Traditional Macrofinancial framework vs. Robert Merton’s Macrofinancial Framework
The traditional approach to measure sovereign credit risk is based upon the assessment of a country’s ability and willingness to service its debt, which takes into account key economic, socio-political, global market, and governance attributes of sovereign entities.
Robert C. Merton proposed an alternative approach in this regard. He utilizes the natural framework of contingent claims analysis (CCA) and demonstrates that when considering sovereign risk, policy, monetary, fiscal, and financial stability should be integrated. In another word, the belief of this approach is that banks, insurance companies, and sovereign entities are dynamically connected, with one country spreading risk to another.
The Robert Merton Approach
Mr. Merton and his team propose an expected loss ratio and network measures, which scale and price the value of insurance and its change over time. A common measure of this guarantee cost is in the form of CDS spreads, but Merton uses the options market to come up with an estimate of what the spreads could have been if there were no government guarantees.

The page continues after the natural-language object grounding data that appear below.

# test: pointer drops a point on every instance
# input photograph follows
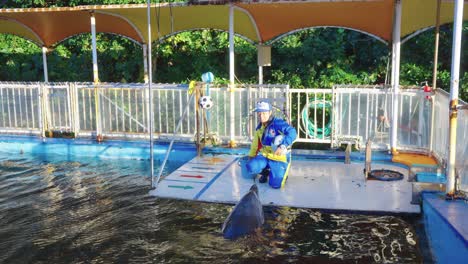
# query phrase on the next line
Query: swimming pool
(94, 207)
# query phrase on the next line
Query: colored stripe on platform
(414, 159)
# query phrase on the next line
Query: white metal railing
(20, 108)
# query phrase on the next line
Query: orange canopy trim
(257, 21)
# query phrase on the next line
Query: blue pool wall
(70, 149)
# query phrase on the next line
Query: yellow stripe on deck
(410, 159)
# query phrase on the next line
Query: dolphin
(246, 216)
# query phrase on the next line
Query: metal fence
(334, 116)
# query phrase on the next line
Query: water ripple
(96, 211)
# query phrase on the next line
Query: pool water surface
(93, 210)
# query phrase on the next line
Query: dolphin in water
(246, 216)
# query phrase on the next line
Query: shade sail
(258, 21)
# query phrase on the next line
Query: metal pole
(260, 75)
(454, 83)
(145, 62)
(150, 97)
(44, 62)
(96, 79)
(231, 74)
(434, 73)
(93, 41)
(396, 74)
(436, 46)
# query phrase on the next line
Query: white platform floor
(311, 184)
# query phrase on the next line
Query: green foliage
(319, 57)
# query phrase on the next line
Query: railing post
(40, 100)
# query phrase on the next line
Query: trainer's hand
(280, 150)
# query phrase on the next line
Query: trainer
(270, 150)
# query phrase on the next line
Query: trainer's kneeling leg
(278, 170)
(256, 164)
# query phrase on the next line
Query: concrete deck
(317, 184)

This approach compares the output of the model with a time series of credit spreads as represented by one-year CDS for six countries and show that the model’s implied probability of default indicator tracks closely with actual market credit spreads. It facilitates a study to measure credit connectedness and influence amongst institutions with the help of Granger causality tests (please see below for details).
Contingent Claims Analysis & Merton’s Approach
Contingent claims analysis (CCA) is the application of option-pricing theory to the valuation of assets, which is pioneered by Black-Scholes (1973) and Merton (1973). CCA analyzes mismatches between an entity’s assets and liabilities. It is based on: 1) the values of liabilities are derived from assets; 2) liabilities have different priority; 3) assets follow stochastic claims.

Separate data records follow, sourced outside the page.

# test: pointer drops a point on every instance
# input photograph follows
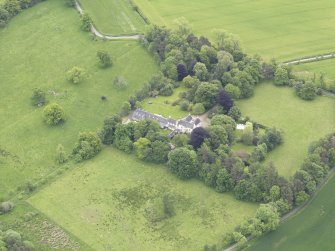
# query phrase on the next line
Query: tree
(198, 135)
(207, 94)
(198, 109)
(200, 71)
(248, 134)
(107, 132)
(141, 147)
(183, 162)
(38, 97)
(104, 59)
(281, 76)
(88, 146)
(233, 91)
(76, 75)
(53, 114)
(306, 91)
(182, 71)
(86, 22)
(61, 157)
(235, 113)
(225, 100)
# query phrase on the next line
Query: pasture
(106, 202)
(37, 48)
(301, 122)
(115, 17)
(310, 230)
(281, 29)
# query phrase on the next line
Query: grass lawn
(164, 105)
(114, 17)
(104, 203)
(325, 66)
(282, 29)
(302, 122)
(312, 229)
(37, 48)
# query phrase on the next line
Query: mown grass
(114, 17)
(310, 230)
(104, 202)
(301, 122)
(282, 29)
(325, 66)
(37, 48)
(165, 106)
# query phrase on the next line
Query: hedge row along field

The essence of CCA is that changes in observed variables are used to infer changes in unobserved variables. The application of CCA to capital structure derives from the seniority of liabilities and the balance sheet identity (D+E = A). Typically, the strategies include: 1) a direct change in financial structure; 2) managing guarantees; 3) risk transfer; 4) institutional changes to tailor the institutional structure to fulfill financial functions.
In Mr. Merton’s framework, “top-up guarantees” are considered along other items on the balance sheet when viewing sovereign debt, as the value of these guarantees tend to be enormous particularly in times of stress, when governments bail out banks and they write guarantees on the bank assets, which is similar to writing a put on a put at an accelerating rate. The point is that economy is a set of interrelated balance sheets with corporate sector (corporate asset, debt, equity), financial sector (loans, financial guarantees, debt/deposits/liabilities, equity), and public sector (foreign currency, net fiscal assts, financial guarantees, foreign currency debt, base money and local-currency debt). These three balance sheets are interdependent, and they can be analyzed like puts and calls (one sector long a certain implicit option and another sector short the same implicit option).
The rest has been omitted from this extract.